OTHER policy update

Immigration Courts Accelerate Mass Hearings to Speed Deportations

EOIR is consolidating hearings into 'mega masters' with 100+ immigrants per session, creating due-process risks for unrepresented respondents. Practitioners must verify hearing dates and ensure client notice.

Immigration courts inside the Justice Department are drastically accelerating immigrants’ hearings and bunching them together with the goal of issuing more deportation orders. The tactic was shared with NPR by immigration attorneys and the American Immigration Lawyers Association. This shift in hearing structure has direct consequences for your case management strategy, notice obligations, and due-process defenses in removal proceedings.

What changed

Immigrants are now being scheduled for massive master calendar hearings — or “mega masters” — that include 100 or more people at a time, up from two or three dozen people previously typical for a first hearing. The practice has started in the Chicago, Boston, and Chelmsford, Mass., courts and is soon to start in the Dallas Immigration Court.

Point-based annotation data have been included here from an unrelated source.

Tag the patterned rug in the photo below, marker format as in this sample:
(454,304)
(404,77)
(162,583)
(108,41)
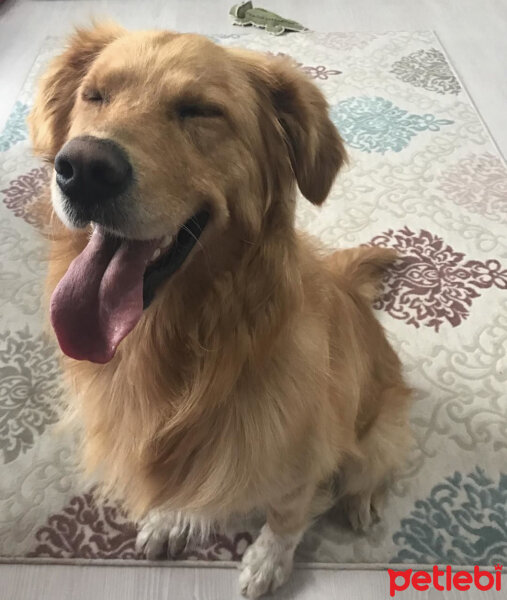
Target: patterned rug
(424,178)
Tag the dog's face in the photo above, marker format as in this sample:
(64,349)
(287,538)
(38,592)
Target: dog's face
(157,137)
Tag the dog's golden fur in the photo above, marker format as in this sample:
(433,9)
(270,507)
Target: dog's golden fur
(259,372)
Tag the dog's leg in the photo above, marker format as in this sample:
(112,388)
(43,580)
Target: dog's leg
(267,563)
(161,528)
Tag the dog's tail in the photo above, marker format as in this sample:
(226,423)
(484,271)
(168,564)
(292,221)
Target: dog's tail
(361,269)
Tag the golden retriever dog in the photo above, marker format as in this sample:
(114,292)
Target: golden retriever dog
(219,361)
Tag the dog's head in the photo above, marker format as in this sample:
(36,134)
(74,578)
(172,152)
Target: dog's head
(157,139)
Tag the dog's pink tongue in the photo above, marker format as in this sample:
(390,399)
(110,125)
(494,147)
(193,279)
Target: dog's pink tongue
(100,298)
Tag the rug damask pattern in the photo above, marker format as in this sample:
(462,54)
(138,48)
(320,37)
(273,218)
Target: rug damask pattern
(424,178)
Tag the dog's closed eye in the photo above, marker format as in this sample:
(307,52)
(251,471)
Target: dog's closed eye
(93,95)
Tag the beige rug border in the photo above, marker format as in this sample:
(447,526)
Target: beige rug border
(225,564)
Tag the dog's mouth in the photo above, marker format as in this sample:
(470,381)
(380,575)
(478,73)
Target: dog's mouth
(102,296)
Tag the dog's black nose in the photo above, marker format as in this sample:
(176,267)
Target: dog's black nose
(91,170)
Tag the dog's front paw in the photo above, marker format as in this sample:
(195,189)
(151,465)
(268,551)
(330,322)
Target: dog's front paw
(266,564)
(161,535)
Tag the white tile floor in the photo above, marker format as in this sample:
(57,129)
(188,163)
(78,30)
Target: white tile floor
(474,33)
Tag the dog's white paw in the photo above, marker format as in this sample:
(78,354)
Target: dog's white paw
(161,535)
(267,563)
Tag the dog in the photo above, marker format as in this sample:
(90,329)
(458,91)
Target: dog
(220,362)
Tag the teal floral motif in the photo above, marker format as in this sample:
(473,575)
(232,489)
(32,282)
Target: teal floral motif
(377,125)
(15,128)
(462,522)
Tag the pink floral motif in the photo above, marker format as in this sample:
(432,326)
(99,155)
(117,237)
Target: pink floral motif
(345,40)
(318,72)
(87,529)
(431,283)
(220,547)
(23,194)
(479,184)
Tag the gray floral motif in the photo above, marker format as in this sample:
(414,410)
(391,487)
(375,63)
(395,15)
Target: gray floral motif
(15,128)
(427,69)
(29,390)
(374,124)
(479,184)
(463,521)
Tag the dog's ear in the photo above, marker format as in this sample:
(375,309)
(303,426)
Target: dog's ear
(49,118)
(314,145)
(315,148)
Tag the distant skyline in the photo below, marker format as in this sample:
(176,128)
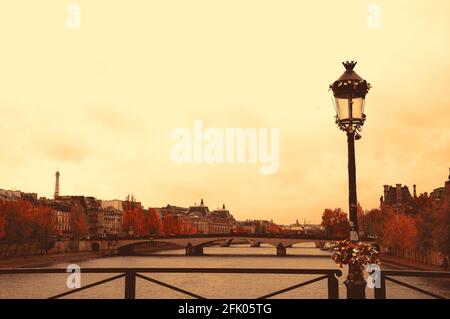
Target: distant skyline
(100,102)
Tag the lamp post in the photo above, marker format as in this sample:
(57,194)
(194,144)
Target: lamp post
(349,93)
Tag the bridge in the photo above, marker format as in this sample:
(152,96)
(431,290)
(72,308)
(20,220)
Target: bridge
(194,244)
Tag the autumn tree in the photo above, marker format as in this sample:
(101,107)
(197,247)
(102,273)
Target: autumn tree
(170,225)
(336,223)
(133,219)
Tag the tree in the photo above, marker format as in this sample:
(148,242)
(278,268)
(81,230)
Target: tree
(133,219)
(78,222)
(169,225)
(441,229)
(336,223)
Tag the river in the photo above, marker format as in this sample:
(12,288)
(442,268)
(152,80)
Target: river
(209,285)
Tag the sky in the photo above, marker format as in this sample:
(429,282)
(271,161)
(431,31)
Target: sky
(101,101)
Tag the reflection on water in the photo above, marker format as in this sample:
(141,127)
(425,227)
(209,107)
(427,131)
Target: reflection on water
(208,285)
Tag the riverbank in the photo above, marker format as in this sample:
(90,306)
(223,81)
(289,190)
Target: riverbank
(46,260)
(39,261)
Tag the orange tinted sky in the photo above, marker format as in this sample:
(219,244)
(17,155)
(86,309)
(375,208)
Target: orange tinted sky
(101,101)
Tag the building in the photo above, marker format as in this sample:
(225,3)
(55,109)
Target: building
(397,198)
(441,195)
(112,221)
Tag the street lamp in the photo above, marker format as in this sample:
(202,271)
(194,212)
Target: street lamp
(349,93)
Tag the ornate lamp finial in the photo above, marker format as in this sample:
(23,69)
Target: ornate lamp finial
(349,65)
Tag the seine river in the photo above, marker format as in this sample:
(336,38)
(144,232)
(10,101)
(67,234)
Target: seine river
(209,285)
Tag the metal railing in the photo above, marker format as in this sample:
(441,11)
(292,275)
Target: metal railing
(130,275)
(386,275)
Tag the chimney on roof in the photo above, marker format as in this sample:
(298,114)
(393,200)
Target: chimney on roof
(56,184)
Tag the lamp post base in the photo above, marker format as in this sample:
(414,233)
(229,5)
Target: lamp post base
(355,283)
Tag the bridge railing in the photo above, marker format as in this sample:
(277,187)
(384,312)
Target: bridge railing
(386,275)
(130,275)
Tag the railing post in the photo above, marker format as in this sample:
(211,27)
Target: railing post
(333,286)
(380,293)
(130,284)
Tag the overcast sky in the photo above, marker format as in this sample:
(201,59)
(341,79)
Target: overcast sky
(100,102)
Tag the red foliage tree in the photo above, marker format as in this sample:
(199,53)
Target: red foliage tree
(134,221)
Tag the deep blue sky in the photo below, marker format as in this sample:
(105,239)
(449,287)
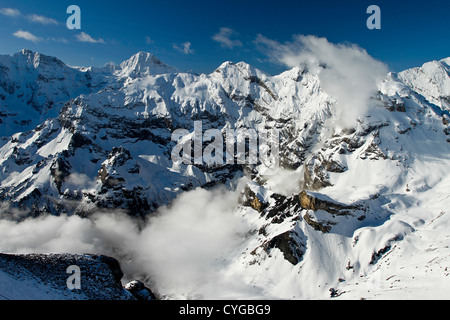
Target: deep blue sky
(412,33)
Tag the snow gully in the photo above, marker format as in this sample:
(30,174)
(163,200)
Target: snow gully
(261,146)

These hearings largely target people without lawyers, and those who show up late, or not at all, are receiving removal orders. Immigration attorneys worry that immigrants, especially those without a lawyer, may not know that hearing dates have been rescheduled for sooner dates; in some cases, little to no notice is issued by mail or electronically, leaving those not regularly checking their online accounts vulnerable to deportation.

Why it matters

Courts often lack enough seats for hearings with so many people at once, and the hearings are “almost like they are being designed to increase” how many people get deportation orders automatically. Most people in immigration court do not have a lawyer and are unlikely to see any benefits from faster scheduling.

The procedural risks are acute: When someone does not appear for their scheduled hearing, even by mistake, the judge can issue an official removal order that allows immigration officers to detain and deport the person. In a 100+ person hearing, you face crowded courtrooms, rushed adjudication, and heightened risk that pro se respondents miss their case call or do not receive adequate time to present defenses.

Way forward

  • Monitor hearing dates proactively. Check EOIR’s online case management system frequently for schedule changes. Do not rely solely on mail notice. If you represent clients in Chicago, Boston, Chelmsford, or Dallas, assume accelerated dockets are in effect and verify hearing dates with the immigration court directly.

  • Over-communicate with clients. Provide written, email, and phone confirmation of hearing dates and deadlines. For unrepresented clients you advise, ensure they understand the consequence of non-appearance in a large group hearing.

  • Preserve due-process challenges. Document insufficient notice, inadequate courtroom facilities, and rushed adjudication. These may support motions to reopen or appeals if removal orders are issued in absentia or with truncated presentation time.

  • If applicable, seek continuances or counsel appointments. Where due process is compromised by mega-master format, consider whether the case warrants a continuance motion or, if your client qualifies, a motion for appointed counsel under relevant standards.

Disclaimer

This article is not legal advice. It summarizes reporting about an operational change in immigration courts. The Executive Office for Immigration Review did not respond to the journalist’s request for comment. Policy and procedures can change without notice. Consult a licensed immigration attorney to assess your specific situation and verify the current status of hearing procedures in your jurisdiction by contacting the relevant immigration court directly.